I don't know what to expect but the results seems to be quite noisy and unstable. E.g I've done two runs on two different commits that only differ by a space in CODE_OWNERS.txt on my 12 core ubuntu 14.04 machine with:
The numbers bounce around a lot if I do more runs.
Given the amount of noise I see here I don't know to sort out significant regressions if I actually do a real change in the compiler.
Are the above results expected?
How to use this?
As a bonus question, if I instead run the benchmarks with an added -m32:
lnt runtest nt --sandbox SANDBOX --cflag=-m32 --cc <path-to-my-clang> --test-suite /data/repo/test-suite -j 8
I get three failures:
--- Tested: 2465 tests --
FAIL: MultiSource/Applications/ClamAV/clamscan.compile_time (1 of 2465)
FAIL: MultiSource/Applications/ClamAV/clamscan.execution_time (494 of 2465)
FAIL: MultiSource/Benchmarks/DOE-ProxyApps-C/XSBench/XSBench.execution_time (495 of 2465)
Is this known/expected or do I do something stupid?
Some noisiness in benchmark results is expected, but the numbers you see seem to be higher than I'd expect.
A number of tricks people use to get lower noise results are (with the lnt runtest nt command line options to enable it between brackets):
* Only build the benchmarks in parallel, but do the actual running of the benchmark code at most one at a time. (--threads 1 --build-threads 6).
* Make lnt use linux perf to get more accurate timing for short-running benchmarks (--use-perf=1)
* Pin the running benchmark to a specific core, so the OS doesn't move the benchmark process from core to core. (--make-param=RUNUNDER=taskset -c 1)
* Only run the programs that are marked as a benchmark; some of the tests in the test-suite are not intended to be used as a benchmark (--benchmarking-only)
* Make sure each program gets run multiple times, so that LNT has a higher chance of recognizing which programs are inherently noisy (--multisample=3)
I hope this is the kind of answer you were looking for?
Do the above measures reduce the noisiness to acceptable levels for your setup?
I get massively more stable execution times on 16.04 than on 14.04 on both x86 and ARM because 16.04 does far fewer gratuitous moves from one core to another, even without explicit pinning.

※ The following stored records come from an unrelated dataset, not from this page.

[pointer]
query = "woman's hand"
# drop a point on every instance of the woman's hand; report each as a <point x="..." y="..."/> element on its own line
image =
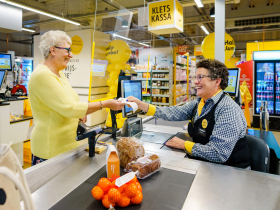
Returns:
<point x="113" y="104"/>
<point x="141" y="105"/>
<point x="84" y="120"/>
<point x="176" y="143"/>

turn off ASLR: “echo 0 > /proc/sys/kernel/randomize_va_space”. As well as getting stable addresses for debugging repeatability, it also stabilizes execution time variability due to “random” conflicts in caches, hash collisions in branch prediction or BTB, maybe even uop cache.
I get massively more stable execution times on 16.04 than on 14.04 on both x86 and ARM because 16.04 does far fewer gratuitous moves from one core to another, even without explicit pinning.
turn off ASLR: “echo 0 > /proc/sys/kernel/randomize_va_space”. As well as getting stable addresses for debugging repeatability, it also stabilizes execution time variability due to “random” conflicts in caches, hash collisions in branch prediction or BTB, maybe even uop cache.
FWIW, I personally think it’s better to keep ASLR turned on. It’s better to get the performance fluctuations in your experiments from the slight changes in code layout from ASLR, as that gives some kind of indication of how sensitive the specific program, core, environment is to layout changes. If you disable ASLR and get a big speed difference when evaluating a compiler patch, you still won’t know if it’s down to some code layout change in a hot piece of code that your patch otherwise didn’t change at all. Keeping ASLR turned on isn’t perfect by far: if you really want to evaluate this properly, you might need to introduce more code layout randomization in your experiments. I’ve talked about this in a bit more detail at EuroLLVM last year, see https://www.youtube.com/watch?v=COmfRpnujF8.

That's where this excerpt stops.